“BİZ NE DİYORUZ?”
“Bakın biz ne diyoruz? Bağcılar Belediyesi, Güngören Belediyesi; ‘Gel kardeşim, beraber hizmet yapalım, beraber konuşalım, beraber çalışalım, birlikte üretelim.’ Devletin en üst makamı ne diyor? ‘O benden değil. Sen var ya sen…’ Biz bunları yaparken, bunlar ne yapıyor? Biraz hatırlatayım mı size? Mesela, ‘Deprem vergilerini ne yaptınız diye sorulduğunda, ‘Yol yaptık’ diye cevaplayan; afet risklerini azaltmak yerine, yandaş iş adamlarının banka hesaplarını güçlendirmeye, borçlarını silmeye öncelik veren; Kur Korumalı Mevduat uygulaması ile bütçeyi delik deşik edip, 48 milyar doları bir avuç insanın cebine aktaran; onlarca yasal düzenleme yapıp yetkileri merkezileştiren, Çevre Şehircilik ve İklim Değişikliği Bakanlığı eliyle lüks konut üretip, en riskli konutlarda yaşayan insanları tabutunda yaşamaya mahkum eden; ülke genelinde riskleri azaltacak bir bölgesel planlama yapmak yerine, en riskli bölgelerde nüfus yoğunluğunu arttırarak, rant paylaşımı ve bölüşümü peşinde koşan; Devlet Planlama Teşkilatı'nı kapatarak, devletin plan mantığını ortadan kaldıran, onun yerine kısa vadeli çıkar hesabını merkeze alan; Anadolu'daki kentlerin gelişimini planlayıp desteklemek yerine, İstanbul'u kapasitesinin çok üstünde genişletip, Anadolu'nun içini boşaltan; Hazine arazileri, yeşil alanlar ve hatta askeri alanları imara açıp evi başına yıkılacak vatandaşın riskli konutlarını dönüştürmek yerine lüks konutlar yapmak için kullanan, bunun adını da ‘kentsel dönüşüm’ olarak adlandıran; belediyeleri ‘benim partimden olan-olmayan’ diye ayırıp, hizmet ürettirmemek için ‘silkeleyin’ diye talimat veren; usulsüz uygulamalarla yargıyı tacize dönüştürüp, işte Ahmet Özer gibi, Rıza Akpolat gibi dostlarımızı hukuksuz bir biçimde alıkoyan, esasında halkını hizmetten mahrum bırakmaya çalışan; ‘Depremi siyaset üstü tek öncelikli konu olarak görüp bir Deprem Konseyi kuralım ve uygulama önceliklerini bu bilimsel konsey belirlesin. Kamu kaynaklarını da bunun için kullanalım’ diye tarif ederek başladığımız ve altyapıdan üstyapıya onlarca çözüm, güçlendirme, tek yapı ölçeğinden ada ölçeğine uzanan büyük dönüşümlere imza attığımız bir süreci görmezlikten, duymazlıktan gelerek yok sayan bir zihniyet, ne yazık ki twit atarak ‘ev sahibini bastırıyor’, halkımızı üzüyor.”

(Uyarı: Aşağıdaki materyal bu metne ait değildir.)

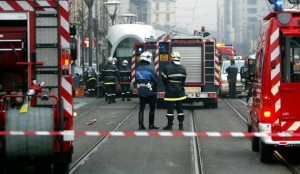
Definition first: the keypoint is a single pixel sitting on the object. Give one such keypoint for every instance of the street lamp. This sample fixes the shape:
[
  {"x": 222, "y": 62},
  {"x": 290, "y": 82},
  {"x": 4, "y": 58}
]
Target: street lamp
[
  {"x": 129, "y": 18},
  {"x": 90, "y": 4},
  {"x": 111, "y": 8}
]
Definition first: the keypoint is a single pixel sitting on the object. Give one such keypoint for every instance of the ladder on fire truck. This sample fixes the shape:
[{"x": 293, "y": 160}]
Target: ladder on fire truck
[{"x": 47, "y": 47}]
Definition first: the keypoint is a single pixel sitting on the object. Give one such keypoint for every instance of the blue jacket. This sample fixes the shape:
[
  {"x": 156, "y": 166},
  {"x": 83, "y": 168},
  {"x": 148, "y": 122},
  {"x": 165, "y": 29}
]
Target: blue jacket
[{"x": 146, "y": 79}]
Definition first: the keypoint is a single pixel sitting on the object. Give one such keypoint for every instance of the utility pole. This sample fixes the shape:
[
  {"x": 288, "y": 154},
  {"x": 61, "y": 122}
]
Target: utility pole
[
  {"x": 96, "y": 27},
  {"x": 82, "y": 39},
  {"x": 90, "y": 4}
]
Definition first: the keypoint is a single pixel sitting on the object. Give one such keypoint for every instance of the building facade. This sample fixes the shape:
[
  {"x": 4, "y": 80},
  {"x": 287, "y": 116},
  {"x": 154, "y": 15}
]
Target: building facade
[{"x": 240, "y": 22}]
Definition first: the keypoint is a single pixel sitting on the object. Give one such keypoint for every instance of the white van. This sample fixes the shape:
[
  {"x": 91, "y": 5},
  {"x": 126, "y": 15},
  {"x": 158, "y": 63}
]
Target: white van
[{"x": 224, "y": 87}]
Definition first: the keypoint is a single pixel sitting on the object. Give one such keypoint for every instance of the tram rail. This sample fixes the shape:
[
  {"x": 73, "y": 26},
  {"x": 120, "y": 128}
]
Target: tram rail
[
  {"x": 279, "y": 155},
  {"x": 84, "y": 156}
]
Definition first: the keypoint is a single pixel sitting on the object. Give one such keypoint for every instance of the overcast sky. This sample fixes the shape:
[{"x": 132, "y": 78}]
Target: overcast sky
[{"x": 192, "y": 14}]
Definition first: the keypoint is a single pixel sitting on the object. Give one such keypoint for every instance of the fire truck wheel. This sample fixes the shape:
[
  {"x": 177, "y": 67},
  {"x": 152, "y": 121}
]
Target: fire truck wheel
[
  {"x": 61, "y": 168},
  {"x": 255, "y": 144},
  {"x": 266, "y": 152},
  {"x": 36, "y": 119},
  {"x": 161, "y": 104},
  {"x": 43, "y": 166}
]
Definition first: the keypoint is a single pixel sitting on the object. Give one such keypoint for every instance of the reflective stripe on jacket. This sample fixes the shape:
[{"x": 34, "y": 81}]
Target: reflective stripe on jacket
[
  {"x": 110, "y": 74},
  {"x": 145, "y": 74},
  {"x": 125, "y": 75}
]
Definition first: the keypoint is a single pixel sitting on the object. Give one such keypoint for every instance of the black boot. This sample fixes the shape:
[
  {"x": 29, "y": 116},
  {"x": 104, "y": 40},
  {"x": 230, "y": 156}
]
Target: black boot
[
  {"x": 141, "y": 121},
  {"x": 151, "y": 121},
  {"x": 170, "y": 123},
  {"x": 180, "y": 119}
]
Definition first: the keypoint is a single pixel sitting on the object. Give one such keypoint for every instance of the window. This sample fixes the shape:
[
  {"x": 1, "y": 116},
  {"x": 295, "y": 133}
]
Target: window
[
  {"x": 157, "y": 6},
  {"x": 168, "y": 17},
  {"x": 252, "y": 19},
  {"x": 157, "y": 17},
  {"x": 252, "y": 2},
  {"x": 252, "y": 10}
]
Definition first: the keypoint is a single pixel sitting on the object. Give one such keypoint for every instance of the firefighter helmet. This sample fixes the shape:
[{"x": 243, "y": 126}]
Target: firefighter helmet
[
  {"x": 125, "y": 63},
  {"x": 109, "y": 59},
  {"x": 175, "y": 55},
  {"x": 146, "y": 56},
  {"x": 115, "y": 60},
  {"x": 251, "y": 57}
]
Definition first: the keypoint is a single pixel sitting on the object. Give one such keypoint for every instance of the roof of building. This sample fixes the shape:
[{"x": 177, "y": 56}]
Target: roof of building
[{"x": 118, "y": 33}]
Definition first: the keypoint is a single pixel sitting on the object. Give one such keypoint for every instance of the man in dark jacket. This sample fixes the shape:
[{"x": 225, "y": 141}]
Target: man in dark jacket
[
  {"x": 125, "y": 80},
  {"x": 173, "y": 77},
  {"x": 110, "y": 76},
  {"x": 147, "y": 81},
  {"x": 90, "y": 77},
  {"x": 232, "y": 72}
]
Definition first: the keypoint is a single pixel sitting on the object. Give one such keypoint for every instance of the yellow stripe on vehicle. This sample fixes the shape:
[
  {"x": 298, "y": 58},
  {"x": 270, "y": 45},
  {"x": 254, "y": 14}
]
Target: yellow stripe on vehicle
[{"x": 175, "y": 99}]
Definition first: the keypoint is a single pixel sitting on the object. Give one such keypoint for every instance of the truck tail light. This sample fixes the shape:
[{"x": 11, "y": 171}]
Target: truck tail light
[
  {"x": 212, "y": 95},
  {"x": 65, "y": 62},
  {"x": 267, "y": 114}
]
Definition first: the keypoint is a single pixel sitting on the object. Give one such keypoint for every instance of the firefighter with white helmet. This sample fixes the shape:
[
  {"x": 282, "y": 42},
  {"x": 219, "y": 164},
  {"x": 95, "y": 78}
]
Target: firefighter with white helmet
[
  {"x": 147, "y": 81},
  {"x": 110, "y": 76},
  {"x": 90, "y": 78},
  {"x": 249, "y": 83},
  {"x": 173, "y": 77},
  {"x": 125, "y": 80}
]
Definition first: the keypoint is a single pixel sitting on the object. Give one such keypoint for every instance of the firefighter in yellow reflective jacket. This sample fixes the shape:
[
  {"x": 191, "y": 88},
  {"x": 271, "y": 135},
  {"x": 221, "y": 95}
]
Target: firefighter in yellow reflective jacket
[
  {"x": 110, "y": 76},
  {"x": 125, "y": 80},
  {"x": 173, "y": 77}
]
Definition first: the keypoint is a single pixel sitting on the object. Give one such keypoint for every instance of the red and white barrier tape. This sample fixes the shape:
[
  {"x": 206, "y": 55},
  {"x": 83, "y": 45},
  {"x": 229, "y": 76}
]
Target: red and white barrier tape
[{"x": 150, "y": 134}]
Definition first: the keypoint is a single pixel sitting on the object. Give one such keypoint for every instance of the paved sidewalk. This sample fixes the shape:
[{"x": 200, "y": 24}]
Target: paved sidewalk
[{"x": 81, "y": 101}]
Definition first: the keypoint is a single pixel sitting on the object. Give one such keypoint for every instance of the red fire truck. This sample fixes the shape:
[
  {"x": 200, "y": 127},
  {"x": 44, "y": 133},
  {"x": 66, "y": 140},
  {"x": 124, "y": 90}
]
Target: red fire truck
[
  {"x": 36, "y": 84},
  {"x": 276, "y": 84},
  {"x": 225, "y": 51},
  {"x": 199, "y": 57}
]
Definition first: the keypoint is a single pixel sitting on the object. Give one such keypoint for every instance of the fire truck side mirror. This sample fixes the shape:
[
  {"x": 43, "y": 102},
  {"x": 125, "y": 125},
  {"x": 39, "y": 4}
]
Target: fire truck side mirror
[
  {"x": 73, "y": 31},
  {"x": 244, "y": 73},
  {"x": 33, "y": 57},
  {"x": 73, "y": 50},
  {"x": 139, "y": 50}
]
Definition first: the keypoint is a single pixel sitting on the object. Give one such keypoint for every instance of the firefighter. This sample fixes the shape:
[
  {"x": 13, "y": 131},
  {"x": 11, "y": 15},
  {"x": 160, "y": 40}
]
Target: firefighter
[
  {"x": 251, "y": 69},
  {"x": 90, "y": 77},
  {"x": 110, "y": 76},
  {"x": 147, "y": 81},
  {"x": 125, "y": 79},
  {"x": 173, "y": 77},
  {"x": 232, "y": 72}
]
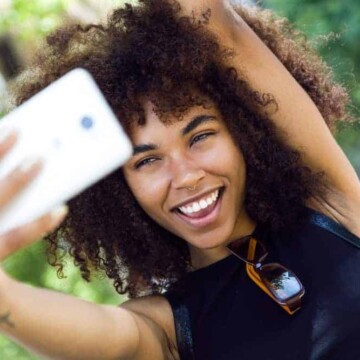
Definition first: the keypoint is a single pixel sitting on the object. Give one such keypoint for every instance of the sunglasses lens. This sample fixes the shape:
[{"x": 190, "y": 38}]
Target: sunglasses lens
[{"x": 280, "y": 281}]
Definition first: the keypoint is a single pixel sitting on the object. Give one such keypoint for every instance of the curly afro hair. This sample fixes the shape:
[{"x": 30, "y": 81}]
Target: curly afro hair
[{"x": 150, "y": 51}]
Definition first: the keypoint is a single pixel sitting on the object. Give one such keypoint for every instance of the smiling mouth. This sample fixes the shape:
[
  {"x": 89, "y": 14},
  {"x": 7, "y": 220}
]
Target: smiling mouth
[{"x": 203, "y": 212}]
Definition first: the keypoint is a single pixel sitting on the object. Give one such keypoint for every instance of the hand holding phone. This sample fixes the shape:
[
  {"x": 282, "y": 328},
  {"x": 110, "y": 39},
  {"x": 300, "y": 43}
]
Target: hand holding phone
[{"x": 10, "y": 187}]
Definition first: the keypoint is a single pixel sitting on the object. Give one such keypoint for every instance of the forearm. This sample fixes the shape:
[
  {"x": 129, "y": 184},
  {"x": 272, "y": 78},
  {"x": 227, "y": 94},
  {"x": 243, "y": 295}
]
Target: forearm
[
  {"x": 58, "y": 326},
  {"x": 297, "y": 117}
]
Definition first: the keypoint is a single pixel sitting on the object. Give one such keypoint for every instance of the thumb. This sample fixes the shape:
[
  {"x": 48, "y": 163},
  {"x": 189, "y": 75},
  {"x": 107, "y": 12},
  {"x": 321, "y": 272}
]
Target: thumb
[{"x": 27, "y": 234}]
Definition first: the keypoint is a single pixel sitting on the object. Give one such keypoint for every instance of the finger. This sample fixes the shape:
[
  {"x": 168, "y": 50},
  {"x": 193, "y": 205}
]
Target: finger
[
  {"x": 21, "y": 176},
  {"x": 27, "y": 234}
]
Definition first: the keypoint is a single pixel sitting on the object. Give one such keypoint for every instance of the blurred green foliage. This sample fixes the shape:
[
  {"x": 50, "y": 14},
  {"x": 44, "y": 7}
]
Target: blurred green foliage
[
  {"x": 30, "y": 21},
  {"x": 340, "y": 19}
]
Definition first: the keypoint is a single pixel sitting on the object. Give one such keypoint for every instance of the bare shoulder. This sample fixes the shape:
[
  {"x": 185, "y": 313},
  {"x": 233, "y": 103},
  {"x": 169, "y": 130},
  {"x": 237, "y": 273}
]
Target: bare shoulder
[
  {"x": 344, "y": 208},
  {"x": 155, "y": 321}
]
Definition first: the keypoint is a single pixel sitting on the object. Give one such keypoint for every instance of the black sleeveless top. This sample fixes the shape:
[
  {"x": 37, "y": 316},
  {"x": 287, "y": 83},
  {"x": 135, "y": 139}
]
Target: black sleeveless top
[{"x": 220, "y": 314}]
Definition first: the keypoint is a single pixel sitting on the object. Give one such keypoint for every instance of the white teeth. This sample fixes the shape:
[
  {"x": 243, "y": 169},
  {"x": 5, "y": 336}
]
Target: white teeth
[{"x": 198, "y": 205}]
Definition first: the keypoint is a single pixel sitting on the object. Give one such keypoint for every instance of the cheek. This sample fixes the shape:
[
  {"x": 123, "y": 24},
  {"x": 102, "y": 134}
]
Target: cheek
[{"x": 149, "y": 192}]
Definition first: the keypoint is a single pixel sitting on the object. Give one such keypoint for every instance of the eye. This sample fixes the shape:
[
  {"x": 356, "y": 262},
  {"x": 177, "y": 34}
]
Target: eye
[
  {"x": 145, "y": 162},
  {"x": 200, "y": 137}
]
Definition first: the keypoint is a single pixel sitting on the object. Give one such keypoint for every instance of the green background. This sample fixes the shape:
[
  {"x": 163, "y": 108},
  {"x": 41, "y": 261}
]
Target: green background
[{"x": 30, "y": 21}]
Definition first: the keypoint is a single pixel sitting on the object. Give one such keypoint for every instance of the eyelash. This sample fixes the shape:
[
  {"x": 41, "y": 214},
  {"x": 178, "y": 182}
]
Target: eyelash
[
  {"x": 200, "y": 137},
  {"x": 194, "y": 140}
]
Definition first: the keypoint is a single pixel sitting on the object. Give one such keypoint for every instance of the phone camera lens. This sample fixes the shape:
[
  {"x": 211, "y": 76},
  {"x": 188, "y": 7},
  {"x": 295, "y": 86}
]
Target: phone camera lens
[{"x": 87, "y": 122}]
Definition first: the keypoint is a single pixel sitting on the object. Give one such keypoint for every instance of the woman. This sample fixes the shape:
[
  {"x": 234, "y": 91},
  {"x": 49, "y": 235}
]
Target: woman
[{"x": 228, "y": 142}]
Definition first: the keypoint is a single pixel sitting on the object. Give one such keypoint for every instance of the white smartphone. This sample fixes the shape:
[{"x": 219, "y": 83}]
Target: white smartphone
[{"x": 72, "y": 128}]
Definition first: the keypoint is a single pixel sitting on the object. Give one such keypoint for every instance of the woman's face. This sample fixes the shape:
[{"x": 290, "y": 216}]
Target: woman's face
[{"x": 170, "y": 160}]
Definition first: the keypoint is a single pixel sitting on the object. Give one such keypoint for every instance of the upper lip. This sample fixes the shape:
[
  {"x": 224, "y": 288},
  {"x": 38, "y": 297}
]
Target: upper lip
[{"x": 195, "y": 198}]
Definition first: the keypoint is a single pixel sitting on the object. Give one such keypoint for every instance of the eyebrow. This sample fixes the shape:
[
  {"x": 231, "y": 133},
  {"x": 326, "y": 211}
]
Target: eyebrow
[{"x": 193, "y": 124}]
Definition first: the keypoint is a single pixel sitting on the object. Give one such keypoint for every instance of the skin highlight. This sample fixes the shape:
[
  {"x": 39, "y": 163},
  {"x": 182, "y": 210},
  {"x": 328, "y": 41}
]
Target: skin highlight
[{"x": 160, "y": 179}]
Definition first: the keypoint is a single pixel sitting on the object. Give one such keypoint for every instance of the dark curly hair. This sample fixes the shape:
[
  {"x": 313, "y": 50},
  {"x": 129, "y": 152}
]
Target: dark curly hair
[{"x": 150, "y": 51}]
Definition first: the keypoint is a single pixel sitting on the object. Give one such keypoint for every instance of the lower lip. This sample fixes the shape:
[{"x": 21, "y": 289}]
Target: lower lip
[{"x": 206, "y": 220}]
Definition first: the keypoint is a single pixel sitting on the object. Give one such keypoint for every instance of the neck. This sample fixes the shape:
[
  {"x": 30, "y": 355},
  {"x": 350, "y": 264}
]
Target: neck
[{"x": 204, "y": 257}]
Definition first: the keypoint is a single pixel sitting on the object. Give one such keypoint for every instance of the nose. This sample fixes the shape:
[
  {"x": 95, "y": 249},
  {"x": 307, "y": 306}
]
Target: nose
[{"x": 186, "y": 174}]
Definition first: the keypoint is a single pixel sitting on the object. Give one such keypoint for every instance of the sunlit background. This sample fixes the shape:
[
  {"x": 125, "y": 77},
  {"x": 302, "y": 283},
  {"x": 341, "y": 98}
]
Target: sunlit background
[{"x": 24, "y": 24}]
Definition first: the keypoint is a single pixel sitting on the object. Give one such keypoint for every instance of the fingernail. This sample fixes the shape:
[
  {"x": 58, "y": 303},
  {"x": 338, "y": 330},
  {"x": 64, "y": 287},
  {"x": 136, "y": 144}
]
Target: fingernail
[
  {"x": 6, "y": 132},
  {"x": 59, "y": 212},
  {"x": 28, "y": 164}
]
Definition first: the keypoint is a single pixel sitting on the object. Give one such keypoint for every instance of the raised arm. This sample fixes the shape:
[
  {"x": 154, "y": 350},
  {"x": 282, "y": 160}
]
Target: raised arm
[{"x": 297, "y": 115}]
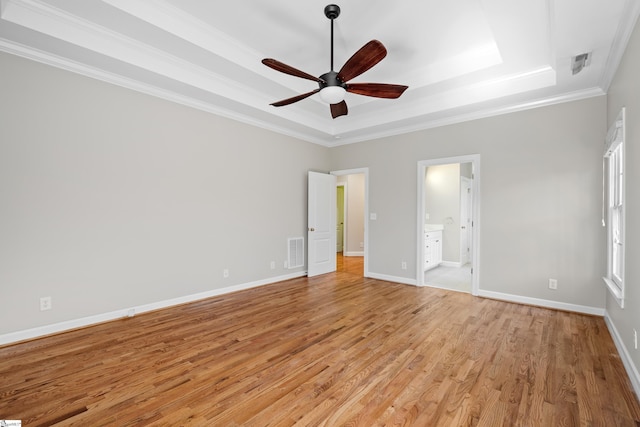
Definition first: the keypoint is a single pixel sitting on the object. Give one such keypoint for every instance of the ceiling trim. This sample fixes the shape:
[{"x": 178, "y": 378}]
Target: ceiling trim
[
  {"x": 623, "y": 34},
  {"x": 481, "y": 114},
  {"x": 145, "y": 88}
]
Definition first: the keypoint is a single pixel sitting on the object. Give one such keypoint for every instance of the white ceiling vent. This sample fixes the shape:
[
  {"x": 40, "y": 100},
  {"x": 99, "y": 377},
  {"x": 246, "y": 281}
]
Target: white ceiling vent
[
  {"x": 578, "y": 62},
  {"x": 296, "y": 252}
]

“Halkımız üzülmesin. Çok net söylüyorum; bu karanlık dönem bitiyor, yepyeni bir sayfa açılıyor. Milletimizin gücüyle açılıyor. Bu zorlu günler geçiyor. Hep beraber yaşıyoruz, bunu da biliyorum. Ama Türkiye'miz, hızlı bir başlangıca hazırlık yapıyor. Milletimizin boynu bükük. Ekonomik olarak, sosyal olarak, yaşamsal olarak çocuklarımızın mutsuz, gençlerimizin umutsuz olduğu bir ülke değil, çok güzel günlere hep birlikte yürüme konusunda çok güçlü bir başlangıca milletimiz hazırlanıyor. Buradan bunu söyleyelim. Bize güvenen ve yanımızda olan herkese yürekten teşekkür ediyoruz. Nasıl bugün bu şehrin her insanı için çalışıyorsak, gelecekte de bu milletin her ferdi için çalışmaya hem de yürekten çalışmaya devam edeceğiz.”